Bronx, NY

Jacques & Jean, Bronx, NY - married 1949

A friend who teaches a drawing class at the YM-YWHA Senior Center in Riverdale invited me to speak to his class about my project.  Among them was a polite, well-groomed gentleman named Jacques.  A German-born Jew educated in France, Jacques fled Hitler’s aggression and returned to fight as an American soldier in World War II (he was wounded and captured at the Battle of the Bulge).  He and his wife, Jean, who had also fled Europe before the war, met in the United States and married.  He spent 37 years as the head of foodservice operations at Montefiore Medical Center in the Bronx before retiring in 1991.  They have two children.


Jacques:
My family originally came from Germany, and we lived on the French-German border.  On the German side of the Rhine, in southern Germany.  When Hitler came, we moved to France... and I served a brief stretch in the French army when the war broke out.  I came over here in 1941, and I joined the American army in ‘43, and went to Europe and saw battle there, and I was an American prisoner of war in Germany, and I came back, and I got a job and eventually got married.

Jean:
It was the thing to do.  Get married.  I think everybody at that point wanted to be married and eventually raise a family.  And become Americanized, so to speak.

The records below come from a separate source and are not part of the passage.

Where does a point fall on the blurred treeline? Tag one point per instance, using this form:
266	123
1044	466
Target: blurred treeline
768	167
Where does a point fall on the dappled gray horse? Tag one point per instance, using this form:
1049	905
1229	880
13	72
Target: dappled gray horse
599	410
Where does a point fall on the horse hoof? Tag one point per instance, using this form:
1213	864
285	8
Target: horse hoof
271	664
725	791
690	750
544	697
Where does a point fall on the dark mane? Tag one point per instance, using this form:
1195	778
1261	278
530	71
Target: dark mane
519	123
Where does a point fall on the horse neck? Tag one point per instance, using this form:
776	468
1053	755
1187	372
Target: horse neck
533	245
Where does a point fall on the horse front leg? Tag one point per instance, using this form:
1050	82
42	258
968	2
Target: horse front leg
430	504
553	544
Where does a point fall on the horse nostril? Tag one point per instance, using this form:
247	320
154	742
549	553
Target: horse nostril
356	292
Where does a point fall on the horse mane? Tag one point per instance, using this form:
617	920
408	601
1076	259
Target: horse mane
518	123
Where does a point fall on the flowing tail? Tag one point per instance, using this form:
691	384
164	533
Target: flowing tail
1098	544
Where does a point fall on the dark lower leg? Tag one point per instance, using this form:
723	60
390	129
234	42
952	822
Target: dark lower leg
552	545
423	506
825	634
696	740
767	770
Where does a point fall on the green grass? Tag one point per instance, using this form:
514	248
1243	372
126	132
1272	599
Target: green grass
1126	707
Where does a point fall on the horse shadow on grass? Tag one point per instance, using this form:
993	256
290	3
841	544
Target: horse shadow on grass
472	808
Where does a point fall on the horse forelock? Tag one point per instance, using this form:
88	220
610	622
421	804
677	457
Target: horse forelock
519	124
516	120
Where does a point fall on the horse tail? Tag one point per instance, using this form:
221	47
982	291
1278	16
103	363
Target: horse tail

You know, in the olden days -- I shouldn’t call it the olden days -- couples, even if they didn’t get along, stayed together for the sake of the children;  I don’t think that was always very wise.  If two people really can’t get along, why drag it on?  Finish.  Finish it up, and that’s it.  It’s probably hard on children, but if a marriage isn’t any good, children feel that too.  And they suffer.

Jacques:
Today we live in a different culture.

Jean:
Different.  Altogether different.

Jacques:
There are many other things in our daily lives have changed compared to fifty years ago.  And this is one of them.  Marriage is today a different institution than it was fifty years ago.  It’s less of a commitment; it’s almost a business deal.  And if it doesn’t work out, you quit.  Like today, people don’t stay on their jobs for extended numbers of years.  If you are many years on a job, they wonder, “what’s wrong with them?  They couldn’t find anything better?”  I see today young people -- especially in the technology field -- after four or five years, they change jobs.  And this is also reflected in the establishment of marriage.

RF:
Do you think marriage is still necessary?

Jean:
I think so.  I think so.  It’s... I don’t know how to explain that.  It’s not freelancing.


Jacques:
Our first meal, we had to eat on the ironing board.  We were waiting for the kitchen table to be delivered.  That’s how we started…  We always eat dinner together.  Even when the children were growing up.  We always ate dinner together.  But now, today I see our younger families, they come home at different times, and they eat at different times.  When we lived together and our children were grown, we always ate dinner together, and no television.  The television was turned off while we ate.

Jean:
Of course, now the law has been turned upside down.  We can’t eat without the television on.  We have a little set in the kitchen.



Jean:
It’s not an easy thing to talk about, to discuss.  I don’t know, it’s so many years, and so many things have happened; and you lose track of time.  All of a sudden it’s 25, 30 years, you see the kids are growing up, they have grown kids.  Where did the time go?  Where did it go?  So we just keep muddling along every day, like we have been doing.  And as long as we stay well, that’s the most important thing in life, really.  So we’ll see how far we can go.